I'm using ftfy
to fix broken UTF-8
encoding that shows as CP1252
and convert it to UTF-8
cyrillic, but I've found that some letters can't be fixed.
I have a string Ð'010СС199
that I convert to bytes and define pairs b"\xc3\x90'010\xc3\x90\xc2\xa1\xc3\x90\xc2\xa1199"
where:
\xc3\x90' -> \xd0\x92 -> Cyrillic В
\xc3\x90\xc2\xa1\ -> \xd0\xa1 -> cyrillic С
As you can see Ð'
length is 2. ord
won't work in this case.
For using slice
I must know where is start
and end
.
Translate
also doesn't work here.
Previously I've used simple string replacement, but now I'd like to improve my method and exclude mistakes.
Original Ð'010СС199
-> conversion -> outputВ010СС199
EDIT:
str = "Ð'010СС199"
str_to_bytes = str.encode("UTF-8")
print(str_to_bytes)
# UTF-8 bytes
# \xc3\x90\xc2\xa0 : \xd0\xa0 -> cyrillic Р
# \xc3\x90\xc2\xa1 : \xd0\xa1 -> cyrillic С
# \xc3\x90\xe2\x80\x94' : \xd0\x97 -> cyrillic З
# \xc3\x90' : \xd0\x92 -> Cyrillic В
test_str = b"\xc3\x90'010\xc3\x90\xc2\xa1\xc3\x90\xc2\xa1199"
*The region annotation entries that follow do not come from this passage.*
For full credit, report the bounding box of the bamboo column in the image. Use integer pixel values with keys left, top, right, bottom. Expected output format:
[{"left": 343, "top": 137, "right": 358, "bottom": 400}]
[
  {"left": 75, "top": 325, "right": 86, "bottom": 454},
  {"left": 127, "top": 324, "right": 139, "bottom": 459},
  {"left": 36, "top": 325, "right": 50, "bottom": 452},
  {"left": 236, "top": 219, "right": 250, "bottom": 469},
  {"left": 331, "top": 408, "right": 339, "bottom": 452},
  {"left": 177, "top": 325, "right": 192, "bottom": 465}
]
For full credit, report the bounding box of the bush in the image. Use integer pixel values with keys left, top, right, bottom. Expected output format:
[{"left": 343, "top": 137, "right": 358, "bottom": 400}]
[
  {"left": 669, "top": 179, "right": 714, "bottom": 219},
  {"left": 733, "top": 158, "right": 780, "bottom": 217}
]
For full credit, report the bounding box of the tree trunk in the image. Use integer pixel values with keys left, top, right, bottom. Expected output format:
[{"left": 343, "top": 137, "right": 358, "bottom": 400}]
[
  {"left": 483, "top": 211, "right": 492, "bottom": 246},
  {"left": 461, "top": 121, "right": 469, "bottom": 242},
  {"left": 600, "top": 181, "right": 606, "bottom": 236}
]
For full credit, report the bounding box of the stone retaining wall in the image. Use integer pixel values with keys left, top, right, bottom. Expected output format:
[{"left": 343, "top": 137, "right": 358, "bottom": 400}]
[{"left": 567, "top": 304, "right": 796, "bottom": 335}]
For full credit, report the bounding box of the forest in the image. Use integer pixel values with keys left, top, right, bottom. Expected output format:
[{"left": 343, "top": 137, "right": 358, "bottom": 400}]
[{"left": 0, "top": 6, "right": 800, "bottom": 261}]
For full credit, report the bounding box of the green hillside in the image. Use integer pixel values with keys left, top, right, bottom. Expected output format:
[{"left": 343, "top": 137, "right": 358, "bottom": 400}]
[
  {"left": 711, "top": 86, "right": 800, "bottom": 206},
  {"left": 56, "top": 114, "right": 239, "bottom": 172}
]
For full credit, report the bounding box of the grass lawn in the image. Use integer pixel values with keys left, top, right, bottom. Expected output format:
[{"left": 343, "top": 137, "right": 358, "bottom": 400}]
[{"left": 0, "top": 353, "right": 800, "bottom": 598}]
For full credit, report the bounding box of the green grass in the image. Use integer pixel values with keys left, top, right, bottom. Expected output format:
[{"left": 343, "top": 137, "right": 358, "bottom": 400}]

t1 = test_str.replace(b'\xc3\x90\xc2\xa1', b'\xd0\xa1')
print(t1)
dict_cyr = {"Ð'": "P",
"С":"C"}
t2 = test_str.translate(test_str)
print(t2)
I can explain how I received results. 1. I used 2cyr.com decoder. But even it failed in some cases. 2. I have a manually translated strings, so I compared them and define what byte corresponds to cyrillic letter with help of UTF-8 chartable.